Moradora de Brumadinho e funcionário da Vale se tornam vítimas ao tentarem salvar vidas

A solidariedade em meio à iminente tragédia cruza a história da líder comunitária Sirlei de Brito e do operador Diego Oliveira, mortos em Brumadinho


postado em 03/02/2019 06:00 / atualizado em 03/02/2019 09:13

Edson Luiz Albanez (à dir., de branco) conduz o corpo da esposa, Sirlei de Brito Ribeiro, para o sepultamento, em Brumadinho, na última quarta-feira. 'Ela queria abraçar todos os problemas do mundo'(foto: FOTOS: Paulo Filgueiras/EM/D. A Press)
Edson Luiz Albanez (à dir., de branco) conduz o corpo da esposa, Sirlei de Brito Ribeiro, para o sepultamento, em Brumadinho, na última quarta-feira. 'Ela queria abraçar todos os problemas do mundo' (foto: FOTOS: Paulo Filgueiras/EM/D. A Press)

Brumadinho - “Para ter inimigos, não é preciso declarar guerra, basta que se diga a verdade.” Era assim que Sirlei de Brito Ribeiro, de 48 anos, se definia no status do WhatsApp.

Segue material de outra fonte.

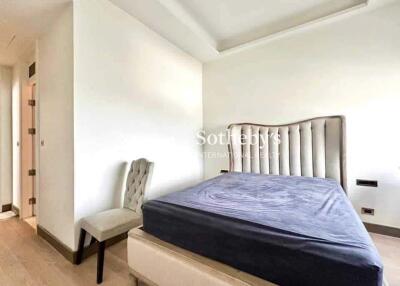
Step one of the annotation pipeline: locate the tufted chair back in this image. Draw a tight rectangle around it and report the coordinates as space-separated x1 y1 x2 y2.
123 158 153 214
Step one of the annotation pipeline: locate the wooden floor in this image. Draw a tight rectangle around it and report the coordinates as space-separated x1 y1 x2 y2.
0 218 129 286
0 218 400 286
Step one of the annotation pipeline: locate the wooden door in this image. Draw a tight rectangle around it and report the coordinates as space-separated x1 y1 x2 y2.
20 84 36 218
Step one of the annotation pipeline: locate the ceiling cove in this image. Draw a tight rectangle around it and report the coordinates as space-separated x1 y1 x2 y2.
111 0 369 61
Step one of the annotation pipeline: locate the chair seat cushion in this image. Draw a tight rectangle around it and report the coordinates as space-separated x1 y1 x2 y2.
82 208 142 241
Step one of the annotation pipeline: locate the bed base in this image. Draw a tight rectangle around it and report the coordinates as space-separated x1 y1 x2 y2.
128 228 276 286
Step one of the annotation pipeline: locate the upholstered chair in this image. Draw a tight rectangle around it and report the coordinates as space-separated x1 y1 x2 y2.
76 159 153 284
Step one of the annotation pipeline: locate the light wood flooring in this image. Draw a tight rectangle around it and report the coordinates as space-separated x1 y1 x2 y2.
0 218 400 286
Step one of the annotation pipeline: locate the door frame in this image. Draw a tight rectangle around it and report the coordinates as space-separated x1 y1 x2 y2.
19 73 39 219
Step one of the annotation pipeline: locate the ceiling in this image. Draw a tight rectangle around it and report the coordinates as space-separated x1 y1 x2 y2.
110 0 368 61
0 0 71 66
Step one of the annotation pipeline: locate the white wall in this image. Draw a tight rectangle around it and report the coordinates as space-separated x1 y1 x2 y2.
37 4 74 248
0 66 12 209
74 0 203 249
203 0 400 227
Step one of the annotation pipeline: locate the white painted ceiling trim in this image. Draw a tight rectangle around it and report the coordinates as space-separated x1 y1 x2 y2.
110 0 399 62
219 0 369 55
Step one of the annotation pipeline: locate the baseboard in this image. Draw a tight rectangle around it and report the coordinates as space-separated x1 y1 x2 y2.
364 222 400 237
11 205 19 216
1 204 12 212
37 225 128 264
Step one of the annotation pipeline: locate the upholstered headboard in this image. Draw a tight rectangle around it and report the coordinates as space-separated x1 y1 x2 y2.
228 116 347 190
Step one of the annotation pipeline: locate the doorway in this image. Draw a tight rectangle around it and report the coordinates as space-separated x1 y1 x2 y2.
20 83 37 228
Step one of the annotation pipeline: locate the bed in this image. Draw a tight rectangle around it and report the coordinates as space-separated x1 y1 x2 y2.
128 116 383 286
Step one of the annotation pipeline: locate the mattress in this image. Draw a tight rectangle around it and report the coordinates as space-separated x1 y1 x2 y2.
143 173 383 286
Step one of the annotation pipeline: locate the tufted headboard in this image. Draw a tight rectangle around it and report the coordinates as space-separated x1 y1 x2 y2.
228 116 347 191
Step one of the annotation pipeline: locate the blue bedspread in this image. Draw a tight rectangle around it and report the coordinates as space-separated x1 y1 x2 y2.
143 173 383 286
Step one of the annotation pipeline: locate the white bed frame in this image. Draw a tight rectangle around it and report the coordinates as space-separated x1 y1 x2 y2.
128 116 388 286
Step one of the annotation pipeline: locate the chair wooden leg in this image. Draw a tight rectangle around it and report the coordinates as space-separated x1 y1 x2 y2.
97 241 106 284
129 273 139 286
90 236 97 245
76 228 86 265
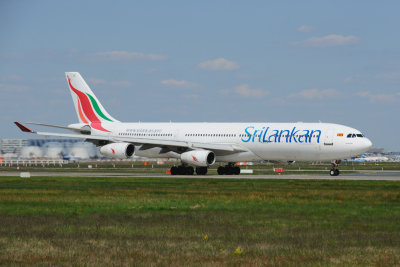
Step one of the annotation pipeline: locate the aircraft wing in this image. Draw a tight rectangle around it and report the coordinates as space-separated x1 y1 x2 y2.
14 122 247 152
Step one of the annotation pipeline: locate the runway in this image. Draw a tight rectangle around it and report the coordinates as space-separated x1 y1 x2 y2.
0 171 400 181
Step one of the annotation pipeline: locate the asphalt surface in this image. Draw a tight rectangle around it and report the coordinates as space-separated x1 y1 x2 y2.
0 171 400 181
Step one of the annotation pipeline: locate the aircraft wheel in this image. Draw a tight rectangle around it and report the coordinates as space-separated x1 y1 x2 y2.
186 166 194 175
217 166 225 175
178 166 186 175
196 167 207 175
171 166 178 175
225 166 234 175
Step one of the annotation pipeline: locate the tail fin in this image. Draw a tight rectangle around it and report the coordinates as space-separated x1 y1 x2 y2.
65 72 118 125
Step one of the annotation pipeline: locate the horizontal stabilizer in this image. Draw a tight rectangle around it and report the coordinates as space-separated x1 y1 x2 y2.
14 121 33 133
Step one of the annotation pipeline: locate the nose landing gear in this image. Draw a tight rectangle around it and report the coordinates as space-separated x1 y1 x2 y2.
329 160 341 176
170 165 194 175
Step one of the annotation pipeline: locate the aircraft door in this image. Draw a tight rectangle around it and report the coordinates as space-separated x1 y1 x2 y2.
324 128 333 148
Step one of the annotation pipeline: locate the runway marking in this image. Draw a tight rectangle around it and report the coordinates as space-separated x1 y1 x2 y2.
0 171 400 181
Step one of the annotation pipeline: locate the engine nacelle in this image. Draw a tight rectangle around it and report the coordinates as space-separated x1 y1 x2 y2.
181 150 215 167
100 143 135 159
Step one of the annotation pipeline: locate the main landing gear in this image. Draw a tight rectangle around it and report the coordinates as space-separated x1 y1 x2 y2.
217 163 240 175
329 160 341 176
170 165 208 175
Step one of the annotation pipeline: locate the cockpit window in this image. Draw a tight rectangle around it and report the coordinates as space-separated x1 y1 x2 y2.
347 133 365 138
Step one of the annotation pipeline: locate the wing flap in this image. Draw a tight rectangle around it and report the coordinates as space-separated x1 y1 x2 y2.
15 122 247 152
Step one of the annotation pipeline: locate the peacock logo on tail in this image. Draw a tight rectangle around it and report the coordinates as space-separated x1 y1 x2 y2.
67 76 114 132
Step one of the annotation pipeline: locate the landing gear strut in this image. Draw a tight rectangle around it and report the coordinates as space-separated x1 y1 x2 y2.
217 162 240 175
196 167 208 175
171 165 194 175
329 160 341 176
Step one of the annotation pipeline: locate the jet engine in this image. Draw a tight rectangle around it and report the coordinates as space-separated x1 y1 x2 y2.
100 143 135 159
181 150 215 167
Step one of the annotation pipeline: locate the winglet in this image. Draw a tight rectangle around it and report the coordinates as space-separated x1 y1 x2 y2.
14 121 33 133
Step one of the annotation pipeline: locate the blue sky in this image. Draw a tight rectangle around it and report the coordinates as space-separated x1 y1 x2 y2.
0 0 400 151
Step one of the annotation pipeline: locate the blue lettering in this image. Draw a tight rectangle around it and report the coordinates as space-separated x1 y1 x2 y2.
263 127 269 143
252 130 258 143
258 127 265 143
289 127 300 143
310 130 321 143
278 130 290 143
268 130 279 143
242 126 254 143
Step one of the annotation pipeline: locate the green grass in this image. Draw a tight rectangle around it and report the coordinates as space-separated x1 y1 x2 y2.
0 177 400 266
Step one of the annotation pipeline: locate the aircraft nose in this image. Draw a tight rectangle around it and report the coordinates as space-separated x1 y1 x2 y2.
364 138 372 150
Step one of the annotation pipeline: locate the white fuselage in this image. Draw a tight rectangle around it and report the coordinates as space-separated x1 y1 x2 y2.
92 122 372 162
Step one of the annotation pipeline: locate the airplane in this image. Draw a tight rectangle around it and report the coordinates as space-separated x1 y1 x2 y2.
351 154 389 162
15 72 372 176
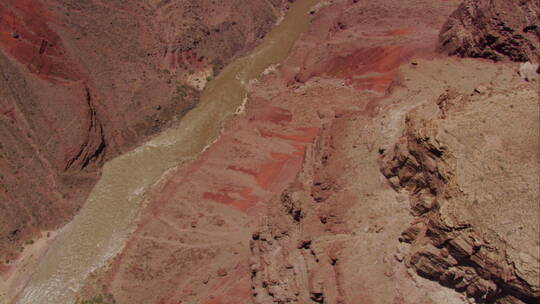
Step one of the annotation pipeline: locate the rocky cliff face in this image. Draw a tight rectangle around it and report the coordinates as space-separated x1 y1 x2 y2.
439 0 540 63
0 0 287 261
382 81 540 303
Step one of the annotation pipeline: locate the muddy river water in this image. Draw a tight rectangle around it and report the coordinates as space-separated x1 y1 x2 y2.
16 0 318 304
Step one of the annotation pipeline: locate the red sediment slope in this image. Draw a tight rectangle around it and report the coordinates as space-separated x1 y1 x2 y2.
0 0 81 80
78 1 466 304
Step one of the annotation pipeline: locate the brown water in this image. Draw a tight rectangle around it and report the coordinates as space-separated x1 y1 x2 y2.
17 0 319 304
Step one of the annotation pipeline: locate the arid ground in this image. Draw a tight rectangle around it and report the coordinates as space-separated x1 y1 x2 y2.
0 0 540 304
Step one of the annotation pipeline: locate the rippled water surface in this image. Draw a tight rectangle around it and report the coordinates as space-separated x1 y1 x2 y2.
17 0 318 304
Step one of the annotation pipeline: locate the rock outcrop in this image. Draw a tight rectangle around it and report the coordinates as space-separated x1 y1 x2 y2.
382 80 540 303
439 0 540 63
0 0 288 262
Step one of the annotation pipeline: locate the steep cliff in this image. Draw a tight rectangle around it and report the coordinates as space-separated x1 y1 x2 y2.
0 0 287 261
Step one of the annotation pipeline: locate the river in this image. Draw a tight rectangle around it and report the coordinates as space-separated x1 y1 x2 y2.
16 0 318 304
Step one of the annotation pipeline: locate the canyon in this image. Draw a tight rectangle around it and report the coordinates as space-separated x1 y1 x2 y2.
0 0 540 304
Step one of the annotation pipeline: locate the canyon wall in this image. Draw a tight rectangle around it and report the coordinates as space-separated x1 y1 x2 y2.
0 0 288 262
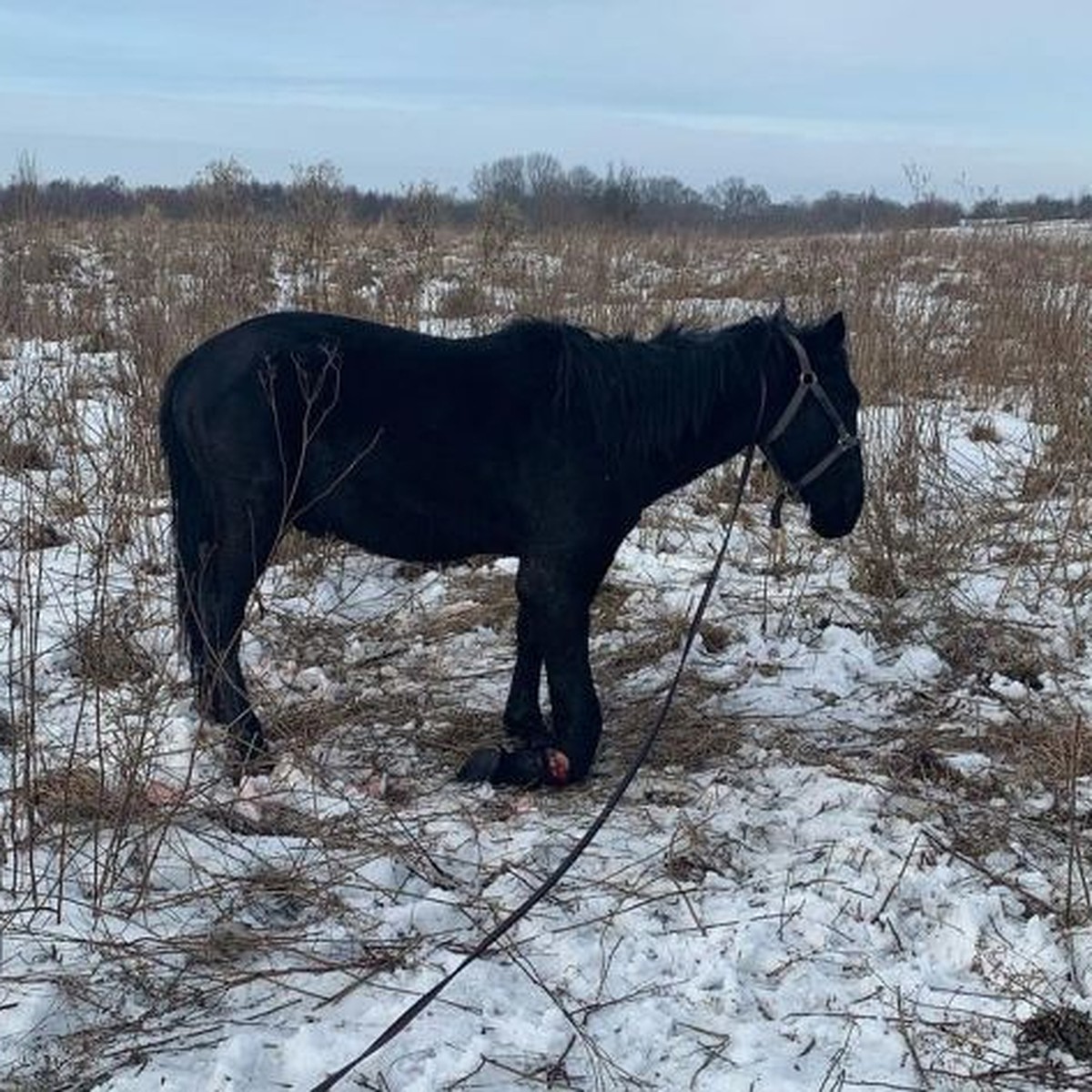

A mulher inquieta, incisiva e muito inteligente sempre se empenhou ativamente nos trabalhos pela comunidade do Córrego do Feijão e foi uma das vítimas do rompimento da barragem da Vale tão próxima do local em que mantinha sua militância social. Vinte e um anos mais novo, Diego Antonio de Oliveira, empregado da Vale, também perdeu a vida que a lama dos rejeitos de ferro levou. Os destinos de Sirlei e Diego se cruzaram justo na corajosa decisão de salvar outras vidas no momento em que se deram conta da catástrofe, mas faltou tempo para que eles conseguissem.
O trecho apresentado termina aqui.